Tense social situation will influence leaders
By Sophie Petitjean | Tuesday 09 February 2010
In the midst of a deteriorating social situation, the informal summit organised by European Council President Herman Van Rompuy comes just at the right time. Three dossiers should, in fact, be the subject of discussions on 11 February: the economic strategy for the coming ten years (which will succeed the Lisbon Strategy for Growth and Employment) and the mechanisms for exiting the crisis; the climate change problem; and the Haiti disaster. With regard to the first topic, Van Rompuy had made known, just a few days after his nomination and in view of this summit, that the EU “needed further economic growth in order to finance, on a solid basis, the social model and preserve the European way of life”.
Figures relating to the employment situation in Europe, published at the end of January by Eurostat, bear witness to the seriousness of the situation: in December 2009, the eurozone unemployment rate was at its highest level for more than a decade. In December 2009, 23.012 million men and women were unemployed in the EU27, of whom 15.763 million were in the eurozone.
Aware of this reality, the European social partners and the three countries presiding over the EU during the next 18 months (Spain, Belgium and Hungary) had reasserted, during the Employment and Social Affairs Council of 28 and 29 January, their desire for the Union to remain socially engaged. On the same day, Belgian trade unions marched through the streets of Brussels, calling for a European recovery plan for employment. According to their calculations, the taxation of financial transactions would make it possible to free up important resources for the recovery. On the occasion of the Council, the Spanish Presidency of the EU had firmly defended maintaining national support measures for the economy as long as unemployment continues to rise, while the European Commission, in a recent report, had considered that the eligibility criteria for the crisis measures should be much tougher than in 2009.

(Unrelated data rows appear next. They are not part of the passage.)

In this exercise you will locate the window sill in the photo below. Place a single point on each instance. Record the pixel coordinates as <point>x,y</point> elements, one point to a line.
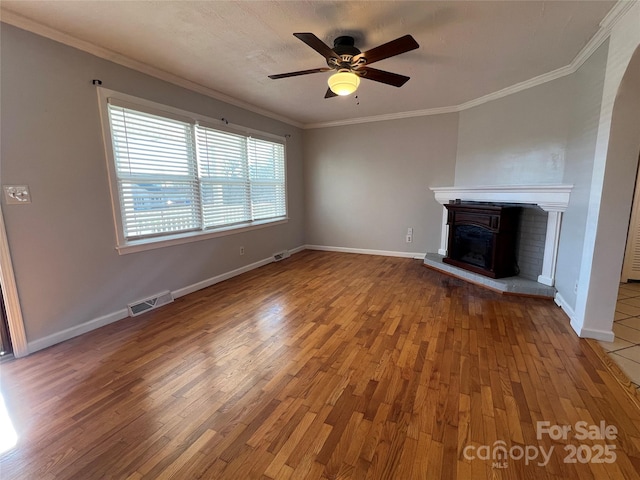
<point>179,239</point>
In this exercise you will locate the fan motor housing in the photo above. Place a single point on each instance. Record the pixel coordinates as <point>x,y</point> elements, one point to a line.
<point>344,45</point>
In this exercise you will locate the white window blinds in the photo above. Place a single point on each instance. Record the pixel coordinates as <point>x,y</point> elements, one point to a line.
<point>175,176</point>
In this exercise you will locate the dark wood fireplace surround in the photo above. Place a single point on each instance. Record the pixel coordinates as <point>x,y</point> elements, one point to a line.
<point>482,237</point>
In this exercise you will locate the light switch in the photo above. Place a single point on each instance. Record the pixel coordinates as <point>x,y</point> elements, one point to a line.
<point>16,194</point>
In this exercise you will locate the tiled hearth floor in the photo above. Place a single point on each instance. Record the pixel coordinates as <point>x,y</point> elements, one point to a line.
<point>625,349</point>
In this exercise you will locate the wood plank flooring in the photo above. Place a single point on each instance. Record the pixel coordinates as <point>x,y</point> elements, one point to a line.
<point>323,366</point>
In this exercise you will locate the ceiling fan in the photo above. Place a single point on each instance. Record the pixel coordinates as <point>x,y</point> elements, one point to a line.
<point>350,64</point>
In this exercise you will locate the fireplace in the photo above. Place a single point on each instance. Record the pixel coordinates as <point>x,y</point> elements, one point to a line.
<point>553,199</point>
<point>482,237</point>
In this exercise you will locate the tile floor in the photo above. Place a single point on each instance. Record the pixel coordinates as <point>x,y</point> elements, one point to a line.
<point>625,349</point>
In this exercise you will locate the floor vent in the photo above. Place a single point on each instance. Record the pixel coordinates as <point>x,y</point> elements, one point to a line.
<point>281,255</point>
<point>150,303</point>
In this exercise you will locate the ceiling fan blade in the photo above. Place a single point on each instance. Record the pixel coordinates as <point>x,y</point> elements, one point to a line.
<point>301,72</point>
<point>317,44</point>
<point>383,77</point>
<point>330,94</point>
<point>389,49</point>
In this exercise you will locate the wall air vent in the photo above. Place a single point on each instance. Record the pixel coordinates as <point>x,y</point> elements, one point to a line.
<point>281,255</point>
<point>151,303</point>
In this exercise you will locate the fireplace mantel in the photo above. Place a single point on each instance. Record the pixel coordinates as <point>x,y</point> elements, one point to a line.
<point>554,199</point>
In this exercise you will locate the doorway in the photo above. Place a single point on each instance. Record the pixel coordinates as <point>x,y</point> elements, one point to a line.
<point>5,339</point>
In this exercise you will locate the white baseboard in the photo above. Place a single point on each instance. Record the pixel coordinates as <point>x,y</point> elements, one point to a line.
<point>71,332</point>
<point>603,335</point>
<point>364,251</point>
<point>220,278</point>
<point>85,327</point>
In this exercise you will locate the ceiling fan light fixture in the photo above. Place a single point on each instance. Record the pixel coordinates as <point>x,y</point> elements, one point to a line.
<point>344,83</point>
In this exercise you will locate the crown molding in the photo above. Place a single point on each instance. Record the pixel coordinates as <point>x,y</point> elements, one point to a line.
<point>606,25</point>
<point>382,118</point>
<point>26,24</point>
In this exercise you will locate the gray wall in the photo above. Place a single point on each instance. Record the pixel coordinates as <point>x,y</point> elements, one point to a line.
<point>365,184</point>
<point>520,139</point>
<point>586,96</point>
<point>62,244</point>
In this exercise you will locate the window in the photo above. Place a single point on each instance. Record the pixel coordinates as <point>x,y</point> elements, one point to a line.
<point>179,177</point>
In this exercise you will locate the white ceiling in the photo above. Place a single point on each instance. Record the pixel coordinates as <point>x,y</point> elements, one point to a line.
<point>468,49</point>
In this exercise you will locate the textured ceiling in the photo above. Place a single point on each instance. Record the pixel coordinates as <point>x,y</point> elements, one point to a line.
<point>468,49</point>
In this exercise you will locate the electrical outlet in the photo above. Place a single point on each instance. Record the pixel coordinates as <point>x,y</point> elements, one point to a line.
<point>17,194</point>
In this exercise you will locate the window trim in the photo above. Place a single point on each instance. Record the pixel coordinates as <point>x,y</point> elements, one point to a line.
<point>124,246</point>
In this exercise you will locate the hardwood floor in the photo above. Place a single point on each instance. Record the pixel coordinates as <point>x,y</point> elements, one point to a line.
<point>324,365</point>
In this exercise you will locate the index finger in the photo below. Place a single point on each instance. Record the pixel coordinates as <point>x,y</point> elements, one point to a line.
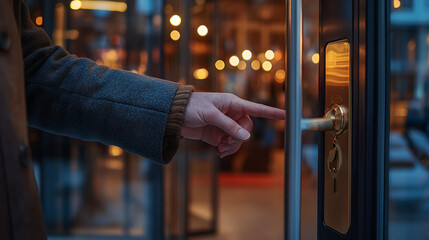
<point>260,110</point>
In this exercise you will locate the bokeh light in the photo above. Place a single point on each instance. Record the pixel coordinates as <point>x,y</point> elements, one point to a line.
<point>202,30</point>
<point>220,65</point>
<point>267,66</point>
<point>234,61</point>
<point>247,54</point>
<point>269,54</point>
<point>175,35</point>
<point>175,20</point>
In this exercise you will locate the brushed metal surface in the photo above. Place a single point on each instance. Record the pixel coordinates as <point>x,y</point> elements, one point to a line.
<point>337,184</point>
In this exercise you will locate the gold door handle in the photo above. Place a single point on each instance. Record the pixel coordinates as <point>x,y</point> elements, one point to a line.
<point>335,120</point>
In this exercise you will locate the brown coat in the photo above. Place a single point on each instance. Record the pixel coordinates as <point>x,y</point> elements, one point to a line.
<point>20,208</point>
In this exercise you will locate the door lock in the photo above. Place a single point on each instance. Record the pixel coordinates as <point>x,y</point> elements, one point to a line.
<point>335,120</point>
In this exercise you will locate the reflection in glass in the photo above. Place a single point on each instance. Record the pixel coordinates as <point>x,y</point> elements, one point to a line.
<point>409,122</point>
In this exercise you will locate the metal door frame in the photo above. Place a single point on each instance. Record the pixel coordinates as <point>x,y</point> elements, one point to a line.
<point>371,92</point>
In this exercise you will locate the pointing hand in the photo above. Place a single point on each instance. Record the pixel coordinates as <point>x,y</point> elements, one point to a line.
<point>222,120</point>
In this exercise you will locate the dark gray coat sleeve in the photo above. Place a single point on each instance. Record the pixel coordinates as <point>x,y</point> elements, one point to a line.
<point>77,98</point>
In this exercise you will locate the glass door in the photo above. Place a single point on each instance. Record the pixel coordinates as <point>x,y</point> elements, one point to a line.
<point>351,123</point>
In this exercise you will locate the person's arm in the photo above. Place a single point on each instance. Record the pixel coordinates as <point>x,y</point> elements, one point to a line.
<point>75,97</point>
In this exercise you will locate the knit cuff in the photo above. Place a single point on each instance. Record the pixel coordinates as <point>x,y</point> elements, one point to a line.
<point>172,134</point>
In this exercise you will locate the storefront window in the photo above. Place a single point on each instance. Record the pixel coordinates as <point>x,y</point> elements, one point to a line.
<point>409,124</point>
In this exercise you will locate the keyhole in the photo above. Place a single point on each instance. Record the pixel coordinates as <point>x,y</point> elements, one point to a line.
<point>333,160</point>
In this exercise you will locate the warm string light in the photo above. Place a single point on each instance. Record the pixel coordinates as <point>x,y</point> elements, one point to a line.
<point>175,20</point>
<point>201,73</point>
<point>175,35</point>
<point>98,5</point>
<point>202,30</point>
<point>220,65</point>
<point>247,54</point>
<point>315,58</point>
<point>234,61</point>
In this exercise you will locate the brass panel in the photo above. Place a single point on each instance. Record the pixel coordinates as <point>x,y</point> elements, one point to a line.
<point>337,155</point>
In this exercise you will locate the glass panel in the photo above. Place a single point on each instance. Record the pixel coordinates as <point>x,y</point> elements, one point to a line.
<point>310,109</point>
<point>409,121</point>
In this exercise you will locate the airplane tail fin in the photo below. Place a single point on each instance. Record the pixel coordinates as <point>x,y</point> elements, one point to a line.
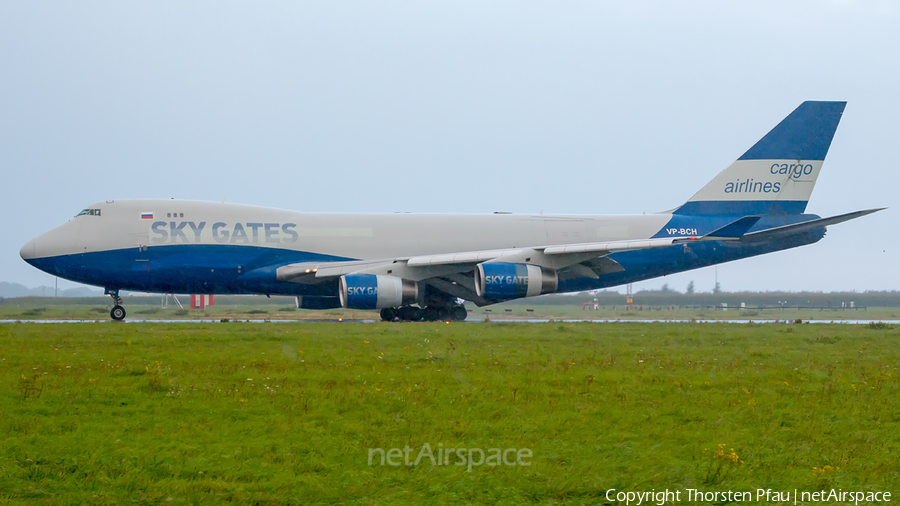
<point>776,175</point>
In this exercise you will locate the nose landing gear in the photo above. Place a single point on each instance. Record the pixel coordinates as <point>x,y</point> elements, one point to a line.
<point>117,312</point>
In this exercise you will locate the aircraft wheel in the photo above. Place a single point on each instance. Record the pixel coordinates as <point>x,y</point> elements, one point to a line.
<point>410,314</point>
<point>388,314</point>
<point>431,314</point>
<point>117,313</point>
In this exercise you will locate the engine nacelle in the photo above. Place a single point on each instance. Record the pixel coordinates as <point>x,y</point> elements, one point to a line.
<point>505,281</point>
<point>368,291</point>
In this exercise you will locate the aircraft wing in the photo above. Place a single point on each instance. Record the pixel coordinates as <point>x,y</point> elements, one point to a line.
<point>419,268</point>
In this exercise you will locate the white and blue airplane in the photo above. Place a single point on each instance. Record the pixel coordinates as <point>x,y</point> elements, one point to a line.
<point>420,266</point>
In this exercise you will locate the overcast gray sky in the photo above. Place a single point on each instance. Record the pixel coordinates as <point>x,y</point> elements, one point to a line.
<point>581,107</point>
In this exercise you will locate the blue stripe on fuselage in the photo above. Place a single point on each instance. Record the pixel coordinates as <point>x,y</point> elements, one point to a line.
<point>189,268</point>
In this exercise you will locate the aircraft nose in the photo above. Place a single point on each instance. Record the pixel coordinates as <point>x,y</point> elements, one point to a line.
<point>27,251</point>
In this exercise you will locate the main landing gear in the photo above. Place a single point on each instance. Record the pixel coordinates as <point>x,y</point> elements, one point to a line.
<point>117,312</point>
<point>455,312</point>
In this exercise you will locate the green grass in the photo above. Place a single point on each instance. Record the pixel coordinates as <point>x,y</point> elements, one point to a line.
<point>277,310</point>
<point>286,413</point>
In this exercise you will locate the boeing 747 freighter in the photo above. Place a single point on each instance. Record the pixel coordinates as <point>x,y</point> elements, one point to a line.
<point>421,266</point>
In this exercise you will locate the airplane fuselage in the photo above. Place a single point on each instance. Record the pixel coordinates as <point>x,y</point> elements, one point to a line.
<point>174,246</point>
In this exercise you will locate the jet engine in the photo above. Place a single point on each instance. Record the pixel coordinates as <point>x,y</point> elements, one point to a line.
<point>368,291</point>
<point>505,281</point>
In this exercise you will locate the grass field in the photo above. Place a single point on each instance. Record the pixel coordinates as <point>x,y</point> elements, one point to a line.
<point>283,309</point>
<point>287,413</point>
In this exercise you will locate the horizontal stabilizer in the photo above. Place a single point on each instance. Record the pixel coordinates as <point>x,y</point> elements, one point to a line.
<point>806,226</point>
<point>734,230</point>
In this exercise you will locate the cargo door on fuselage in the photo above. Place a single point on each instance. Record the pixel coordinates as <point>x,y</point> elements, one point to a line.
<point>139,252</point>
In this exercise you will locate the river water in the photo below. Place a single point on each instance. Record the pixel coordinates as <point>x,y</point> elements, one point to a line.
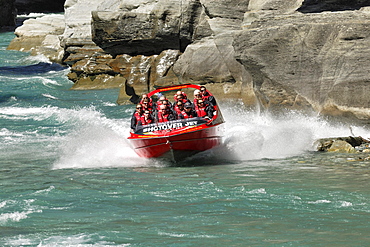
<point>68,176</point>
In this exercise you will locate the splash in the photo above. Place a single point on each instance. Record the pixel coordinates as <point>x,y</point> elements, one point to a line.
<point>250,135</point>
<point>97,141</point>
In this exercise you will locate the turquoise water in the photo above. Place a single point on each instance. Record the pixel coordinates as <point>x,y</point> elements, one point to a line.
<point>68,177</point>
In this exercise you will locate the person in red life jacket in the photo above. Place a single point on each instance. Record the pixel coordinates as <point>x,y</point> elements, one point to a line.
<point>197,96</point>
<point>188,112</point>
<point>175,97</point>
<point>204,110</point>
<point>146,105</point>
<point>179,107</point>
<point>144,97</point>
<point>182,99</point>
<point>160,102</point>
<point>207,96</point>
<point>146,118</point>
<point>165,114</point>
<point>136,116</point>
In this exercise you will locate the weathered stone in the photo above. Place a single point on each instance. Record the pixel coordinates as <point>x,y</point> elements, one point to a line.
<point>39,6</point>
<point>342,144</point>
<point>316,6</point>
<point>166,26</point>
<point>7,13</point>
<point>308,56</point>
<point>41,36</point>
<point>101,81</point>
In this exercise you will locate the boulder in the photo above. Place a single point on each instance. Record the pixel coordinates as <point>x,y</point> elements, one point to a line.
<point>39,6</point>
<point>41,36</point>
<point>7,13</point>
<point>343,144</point>
<point>310,57</point>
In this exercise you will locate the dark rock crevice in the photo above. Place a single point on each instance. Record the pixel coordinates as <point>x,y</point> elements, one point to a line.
<point>317,6</point>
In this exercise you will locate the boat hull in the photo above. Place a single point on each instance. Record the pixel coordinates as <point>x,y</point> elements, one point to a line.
<point>176,147</point>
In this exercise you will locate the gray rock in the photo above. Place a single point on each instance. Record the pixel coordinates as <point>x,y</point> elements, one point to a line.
<point>7,13</point>
<point>310,56</point>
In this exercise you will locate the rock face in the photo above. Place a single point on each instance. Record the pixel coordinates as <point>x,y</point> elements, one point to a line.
<point>39,6</point>
<point>7,13</point>
<point>41,36</point>
<point>297,54</point>
<point>307,56</point>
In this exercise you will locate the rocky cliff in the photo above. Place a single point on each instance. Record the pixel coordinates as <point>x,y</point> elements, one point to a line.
<point>7,13</point>
<point>278,53</point>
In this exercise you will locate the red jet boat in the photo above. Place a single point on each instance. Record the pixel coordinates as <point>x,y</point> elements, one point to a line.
<point>177,139</point>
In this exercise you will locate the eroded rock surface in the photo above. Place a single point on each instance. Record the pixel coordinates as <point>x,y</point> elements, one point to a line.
<point>276,53</point>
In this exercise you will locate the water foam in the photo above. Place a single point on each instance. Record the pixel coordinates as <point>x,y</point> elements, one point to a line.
<point>97,141</point>
<point>250,135</point>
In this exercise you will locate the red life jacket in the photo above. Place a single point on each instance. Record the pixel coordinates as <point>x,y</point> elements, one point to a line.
<point>163,117</point>
<point>184,115</point>
<point>202,112</point>
<point>137,116</point>
<point>177,110</point>
<point>150,102</point>
<point>145,121</point>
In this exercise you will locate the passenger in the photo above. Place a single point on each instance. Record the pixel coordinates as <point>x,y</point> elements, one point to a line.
<point>136,116</point>
<point>179,107</point>
<point>160,101</point>
<point>204,110</point>
<point>207,96</point>
<point>197,96</point>
<point>181,98</point>
<point>165,114</point>
<point>179,93</point>
<point>147,106</point>
<point>144,97</point>
<point>146,118</point>
<point>188,112</point>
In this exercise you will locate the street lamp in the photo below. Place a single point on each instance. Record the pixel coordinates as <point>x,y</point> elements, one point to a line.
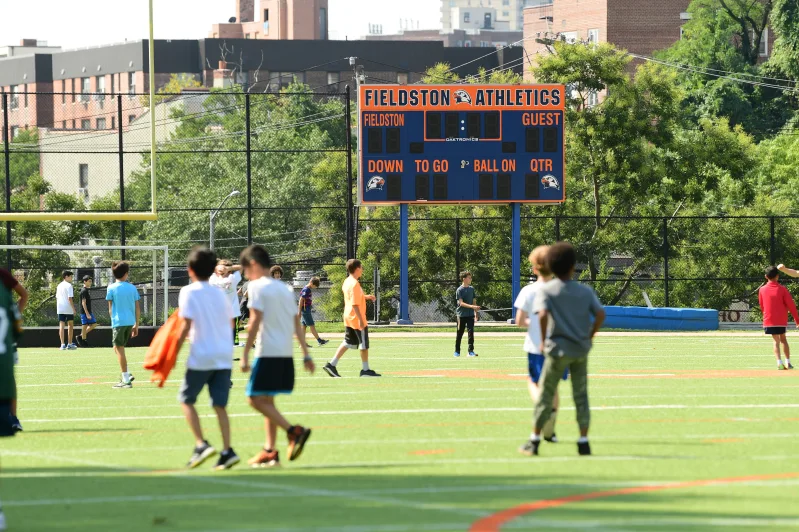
<point>214,213</point>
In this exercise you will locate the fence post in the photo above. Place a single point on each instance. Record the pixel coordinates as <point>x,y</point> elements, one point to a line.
<point>666,261</point>
<point>7,159</point>
<point>248,125</point>
<point>120,138</point>
<point>773,244</point>
<point>457,248</point>
<point>557,228</point>
<point>349,223</point>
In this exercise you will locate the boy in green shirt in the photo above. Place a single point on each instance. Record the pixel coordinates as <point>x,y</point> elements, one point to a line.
<point>466,311</point>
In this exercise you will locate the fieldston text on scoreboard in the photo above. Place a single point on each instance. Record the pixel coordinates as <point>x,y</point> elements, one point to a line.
<point>461,144</point>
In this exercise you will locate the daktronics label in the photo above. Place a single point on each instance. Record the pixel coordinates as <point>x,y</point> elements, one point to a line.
<point>461,144</point>
<point>548,97</point>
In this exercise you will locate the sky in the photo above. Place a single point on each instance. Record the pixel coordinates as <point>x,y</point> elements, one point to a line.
<point>82,23</point>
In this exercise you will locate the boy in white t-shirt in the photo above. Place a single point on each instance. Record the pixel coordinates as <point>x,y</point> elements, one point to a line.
<point>207,316</point>
<point>532,342</point>
<point>273,322</point>
<point>65,308</point>
<point>227,278</point>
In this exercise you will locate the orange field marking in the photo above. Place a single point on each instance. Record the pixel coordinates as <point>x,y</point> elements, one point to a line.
<point>494,522</point>
<point>427,452</point>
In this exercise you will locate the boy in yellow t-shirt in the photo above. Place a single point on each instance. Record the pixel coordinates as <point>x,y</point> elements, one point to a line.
<point>356,335</point>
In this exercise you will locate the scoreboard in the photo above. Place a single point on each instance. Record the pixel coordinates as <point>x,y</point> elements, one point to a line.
<point>461,144</point>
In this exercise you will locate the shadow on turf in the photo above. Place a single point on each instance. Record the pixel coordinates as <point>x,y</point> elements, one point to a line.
<point>90,502</point>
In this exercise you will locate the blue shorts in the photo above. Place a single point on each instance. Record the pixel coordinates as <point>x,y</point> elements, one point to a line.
<point>306,317</point>
<point>536,364</point>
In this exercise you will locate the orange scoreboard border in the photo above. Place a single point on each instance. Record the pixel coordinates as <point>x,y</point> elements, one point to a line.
<point>458,97</point>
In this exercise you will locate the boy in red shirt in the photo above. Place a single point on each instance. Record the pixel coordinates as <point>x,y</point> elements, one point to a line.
<point>775,303</point>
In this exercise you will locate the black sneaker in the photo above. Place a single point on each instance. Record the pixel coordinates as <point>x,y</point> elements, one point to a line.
<point>584,448</point>
<point>331,370</point>
<point>530,448</point>
<point>200,455</point>
<point>227,460</point>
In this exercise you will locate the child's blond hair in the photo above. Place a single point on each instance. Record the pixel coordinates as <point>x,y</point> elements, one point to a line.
<point>538,260</point>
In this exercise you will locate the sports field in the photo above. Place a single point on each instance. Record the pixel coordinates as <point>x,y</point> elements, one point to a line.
<point>689,432</point>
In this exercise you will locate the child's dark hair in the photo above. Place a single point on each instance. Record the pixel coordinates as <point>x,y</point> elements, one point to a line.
<point>120,268</point>
<point>202,262</point>
<point>256,254</point>
<point>772,272</point>
<point>352,265</point>
<point>561,259</point>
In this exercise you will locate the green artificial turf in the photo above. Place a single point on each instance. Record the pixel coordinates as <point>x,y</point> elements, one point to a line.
<point>430,446</point>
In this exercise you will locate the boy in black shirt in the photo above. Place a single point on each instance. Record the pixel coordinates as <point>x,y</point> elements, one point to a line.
<point>87,317</point>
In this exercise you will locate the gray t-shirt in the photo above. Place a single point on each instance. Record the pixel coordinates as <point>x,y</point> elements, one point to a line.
<point>467,294</point>
<point>572,307</point>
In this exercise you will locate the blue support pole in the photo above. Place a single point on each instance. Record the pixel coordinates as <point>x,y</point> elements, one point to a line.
<point>516,245</point>
<point>404,314</point>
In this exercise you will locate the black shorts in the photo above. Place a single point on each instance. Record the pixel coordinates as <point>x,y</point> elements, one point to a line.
<point>356,338</point>
<point>218,381</point>
<point>271,376</point>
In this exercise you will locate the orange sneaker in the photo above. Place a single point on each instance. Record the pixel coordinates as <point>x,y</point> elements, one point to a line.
<point>297,435</point>
<point>265,459</point>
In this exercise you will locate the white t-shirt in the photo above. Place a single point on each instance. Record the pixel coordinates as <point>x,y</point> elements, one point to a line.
<point>211,336</point>
<point>276,300</point>
<point>525,301</point>
<point>62,295</point>
<point>229,285</point>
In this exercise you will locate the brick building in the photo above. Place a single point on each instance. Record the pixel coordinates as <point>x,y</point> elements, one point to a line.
<point>276,20</point>
<point>639,26</point>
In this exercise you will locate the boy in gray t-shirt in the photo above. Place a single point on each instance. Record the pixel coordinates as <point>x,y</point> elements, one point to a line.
<point>570,314</point>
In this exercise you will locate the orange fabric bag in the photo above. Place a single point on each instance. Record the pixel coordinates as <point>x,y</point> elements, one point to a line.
<point>162,355</point>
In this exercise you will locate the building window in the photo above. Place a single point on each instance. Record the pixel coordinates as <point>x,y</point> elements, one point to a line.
<point>83,176</point>
<point>333,79</point>
<point>85,89</point>
<point>323,23</point>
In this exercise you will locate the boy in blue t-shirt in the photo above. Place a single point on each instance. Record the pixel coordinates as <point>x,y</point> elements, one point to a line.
<point>123,306</point>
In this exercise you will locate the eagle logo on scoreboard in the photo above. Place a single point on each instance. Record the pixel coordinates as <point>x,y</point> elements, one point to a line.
<point>461,96</point>
<point>550,181</point>
<point>376,183</point>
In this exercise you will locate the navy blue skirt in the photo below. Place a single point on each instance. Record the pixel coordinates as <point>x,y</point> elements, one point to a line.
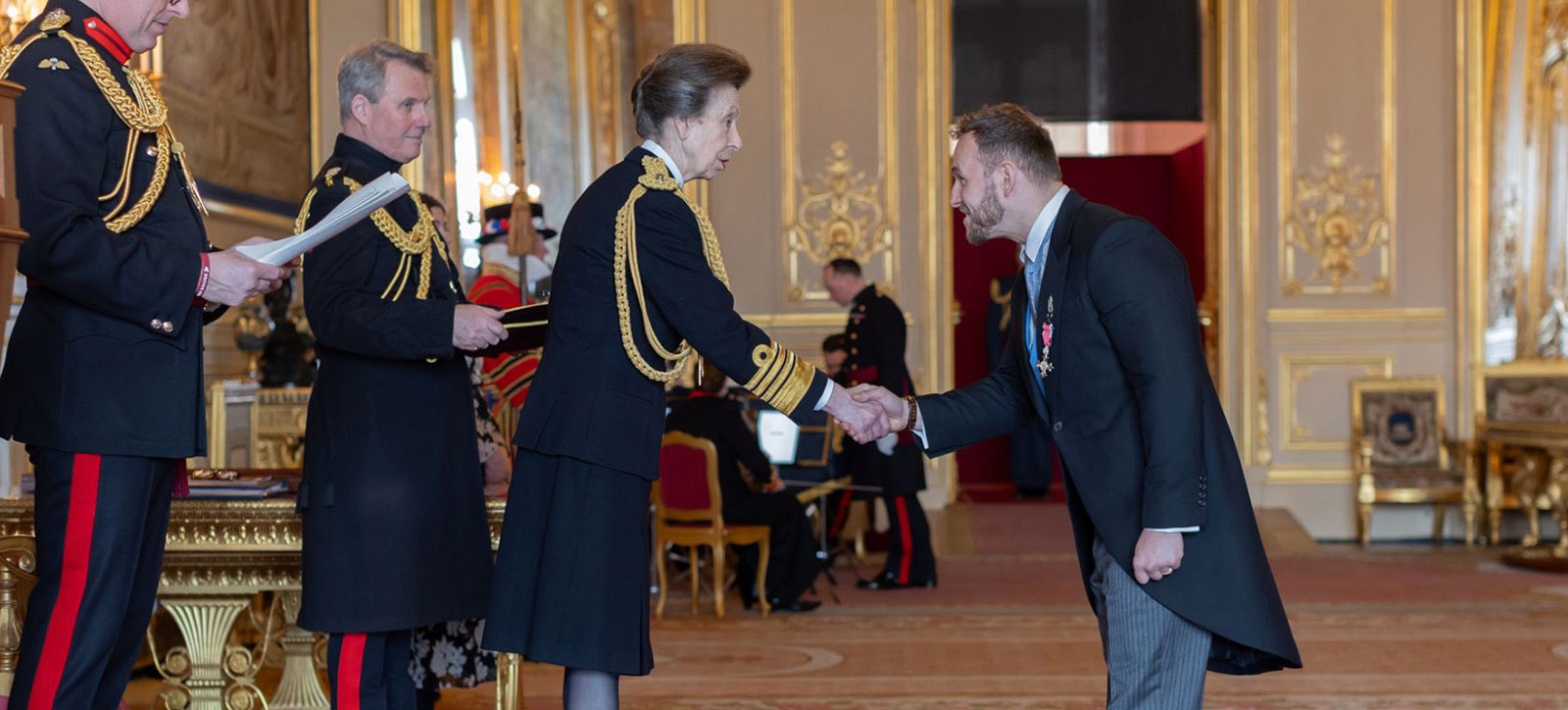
<point>571,574</point>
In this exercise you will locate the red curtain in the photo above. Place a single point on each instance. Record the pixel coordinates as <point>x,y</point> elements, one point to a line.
<point>1167,190</point>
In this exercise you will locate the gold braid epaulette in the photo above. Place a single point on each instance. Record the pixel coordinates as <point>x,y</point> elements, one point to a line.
<point>412,242</point>
<point>781,378</point>
<point>143,114</point>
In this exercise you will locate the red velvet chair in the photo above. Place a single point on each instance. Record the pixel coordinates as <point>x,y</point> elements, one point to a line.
<point>689,511</point>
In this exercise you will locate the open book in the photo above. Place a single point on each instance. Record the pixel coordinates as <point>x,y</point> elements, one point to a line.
<point>349,213</point>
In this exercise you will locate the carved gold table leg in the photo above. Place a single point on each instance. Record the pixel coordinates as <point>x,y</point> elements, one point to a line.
<point>509,682</point>
<point>300,686</point>
<point>1494,492</point>
<point>193,674</point>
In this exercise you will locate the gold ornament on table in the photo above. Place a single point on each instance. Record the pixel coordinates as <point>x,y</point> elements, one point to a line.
<point>1337,219</point>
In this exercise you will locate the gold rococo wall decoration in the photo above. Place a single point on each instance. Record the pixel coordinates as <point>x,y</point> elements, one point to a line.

Besides employment, social Europe must also face other challenges. During his hearing with MEPs, László Andor, commissioner-designate for employment, social affairs and inclusion, identified the ageing population and modernisation of the Structural Funds with a view to more flexible management. Questioned on youth unemployment and poverty, he had displayed his desire to work on training. Furthermore, the revision of the Working Time Directive, centred on problems in calculating on-call times in the health sector, will be another important subject to tackle in the coming months. The latest attempt to revise this directive had, in fact, failed in spring 2009. And, while provisional versions were circulating last year in preparation for a revision of the directive, the Commission has not officially presented anything to date.